The Netgear Nighthawk M1 Mobile router – a mobile hotspot router for in-vehicle connectivity – is another product that will accept the FirstNet SIM. The FirstNet SIM will also work with other devices, but firmware updates may be required.

Bratcher also said the public-safety core supports future mission-critical services such as mission-critical push-to-talk (PTT) and location-based services.

He said the FirstNet core will help enable the network’s 99.99 percent end-to-end service availability. Although FirstNet CEO Mike Poth mentioned five and six nines reliability and availability during his keynote at the International Wireless Communications Expo (IWCE), Sambar confirmed later that day the FirstNet core will enable four nines service availability. For redundancy and to improve performance nationwide, core network elements will be geographically distributed across multiple locations.

“This is what public safety has spent years advocating for,” said Scott Edson, executive director, Los Angeles Regional Interoperable Communication System (LA-RICS). “We knew giving first responders a network that they could truly call their own was possible from our work on LA-RICS — one of five FirstNet early builder projects. But to see public safety’s network core roar to life nationwide, well, there are no words for how meaningful that is.
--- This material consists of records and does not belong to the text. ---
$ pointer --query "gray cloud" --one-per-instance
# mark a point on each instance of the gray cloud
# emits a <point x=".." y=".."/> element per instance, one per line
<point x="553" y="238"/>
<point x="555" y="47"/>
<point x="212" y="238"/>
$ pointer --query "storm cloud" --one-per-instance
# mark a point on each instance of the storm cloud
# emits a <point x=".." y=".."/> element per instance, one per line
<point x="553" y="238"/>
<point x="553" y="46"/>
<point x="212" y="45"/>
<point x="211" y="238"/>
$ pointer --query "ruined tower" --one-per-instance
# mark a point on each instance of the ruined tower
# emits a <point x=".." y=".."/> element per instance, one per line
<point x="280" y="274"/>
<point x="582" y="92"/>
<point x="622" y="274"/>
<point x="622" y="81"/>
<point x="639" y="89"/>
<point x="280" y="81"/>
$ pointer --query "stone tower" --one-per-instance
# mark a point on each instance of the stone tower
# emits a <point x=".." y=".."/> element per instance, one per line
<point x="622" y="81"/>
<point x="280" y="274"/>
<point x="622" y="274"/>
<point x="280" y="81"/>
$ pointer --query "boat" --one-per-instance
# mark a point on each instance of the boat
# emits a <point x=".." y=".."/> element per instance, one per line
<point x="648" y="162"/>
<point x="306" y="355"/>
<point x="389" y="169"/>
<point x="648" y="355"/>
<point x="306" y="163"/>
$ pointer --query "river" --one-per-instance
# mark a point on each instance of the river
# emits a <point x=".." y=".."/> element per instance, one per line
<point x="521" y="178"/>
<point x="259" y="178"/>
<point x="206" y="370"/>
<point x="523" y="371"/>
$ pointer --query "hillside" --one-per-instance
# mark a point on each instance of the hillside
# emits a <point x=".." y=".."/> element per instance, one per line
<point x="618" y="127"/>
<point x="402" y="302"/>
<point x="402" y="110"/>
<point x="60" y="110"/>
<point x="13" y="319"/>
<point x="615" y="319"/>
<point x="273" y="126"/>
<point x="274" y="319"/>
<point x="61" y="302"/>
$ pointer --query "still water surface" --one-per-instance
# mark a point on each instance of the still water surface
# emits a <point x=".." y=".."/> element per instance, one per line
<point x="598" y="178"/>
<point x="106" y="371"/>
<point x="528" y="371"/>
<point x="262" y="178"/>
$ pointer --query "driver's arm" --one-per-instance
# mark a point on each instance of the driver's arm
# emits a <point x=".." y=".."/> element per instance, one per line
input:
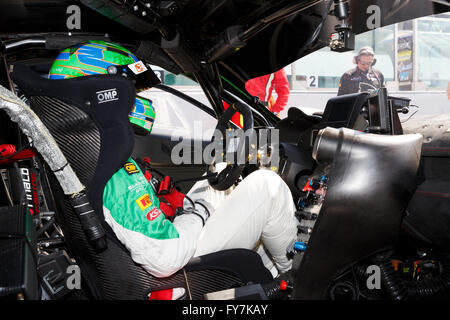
<point x="131" y="209"/>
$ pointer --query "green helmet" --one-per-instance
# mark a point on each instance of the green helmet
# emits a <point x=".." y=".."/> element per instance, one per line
<point x="99" y="57"/>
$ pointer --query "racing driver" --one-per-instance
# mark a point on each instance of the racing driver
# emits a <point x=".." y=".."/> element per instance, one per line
<point x="259" y="208"/>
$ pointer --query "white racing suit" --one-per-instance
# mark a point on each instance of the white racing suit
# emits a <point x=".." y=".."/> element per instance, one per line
<point x="260" y="207"/>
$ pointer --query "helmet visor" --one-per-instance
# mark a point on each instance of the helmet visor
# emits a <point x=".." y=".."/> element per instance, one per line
<point x="142" y="116"/>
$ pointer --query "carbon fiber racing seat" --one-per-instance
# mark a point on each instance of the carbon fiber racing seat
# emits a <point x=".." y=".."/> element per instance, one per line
<point x="97" y="138"/>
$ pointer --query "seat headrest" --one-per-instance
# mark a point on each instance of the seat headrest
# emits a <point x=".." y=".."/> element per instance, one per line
<point x="88" y="117"/>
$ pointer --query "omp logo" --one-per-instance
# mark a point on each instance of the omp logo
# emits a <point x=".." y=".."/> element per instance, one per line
<point x="144" y="202"/>
<point x="107" y="95"/>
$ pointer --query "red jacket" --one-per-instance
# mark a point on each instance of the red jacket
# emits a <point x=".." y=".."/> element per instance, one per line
<point x="263" y="86"/>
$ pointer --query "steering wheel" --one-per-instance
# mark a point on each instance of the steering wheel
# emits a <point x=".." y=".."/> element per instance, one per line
<point x="228" y="176"/>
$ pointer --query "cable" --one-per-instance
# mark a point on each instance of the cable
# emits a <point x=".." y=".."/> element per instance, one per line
<point x="17" y="151"/>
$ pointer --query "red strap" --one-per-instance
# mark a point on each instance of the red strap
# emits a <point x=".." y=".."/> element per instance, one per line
<point x="24" y="154"/>
<point x="307" y="187"/>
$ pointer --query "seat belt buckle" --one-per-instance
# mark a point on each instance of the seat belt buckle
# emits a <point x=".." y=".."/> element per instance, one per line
<point x="165" y="186"/>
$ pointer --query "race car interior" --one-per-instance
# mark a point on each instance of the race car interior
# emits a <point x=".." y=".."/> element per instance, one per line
<point x="358" y="176"/>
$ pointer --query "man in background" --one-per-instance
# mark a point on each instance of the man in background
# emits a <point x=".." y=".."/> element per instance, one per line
<point x="363" y="77"/>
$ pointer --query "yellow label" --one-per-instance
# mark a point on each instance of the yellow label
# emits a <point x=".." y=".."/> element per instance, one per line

We at LA-RICS look forward to connecting our sites to the FirstNet network core.”

Before California opted in to FirstNet last year, LA-RICS Joint Powers Authority (JPA) unanimously approved an agreement with AT&T to transfer and assign the LA-RICS public-safety broadband network to AT&T. AT&T agreed to pay $12 million for the assets and $2.5 million in replacement services to LA-RICS, and to provide up to 3,300 replacement routers, SIMs and devices.

Harris County, another early builder project, tweeted March 27 that it had turned down its own network in conjunction with the launch of the FirstNet core. 

"It has been a true honor being a first builder network serving public safety," the tweet said. "We will continue our efforts in solutions adoption in public safety."

Verizon announced that it would launch its own dedicated public-safety EPC on March 29.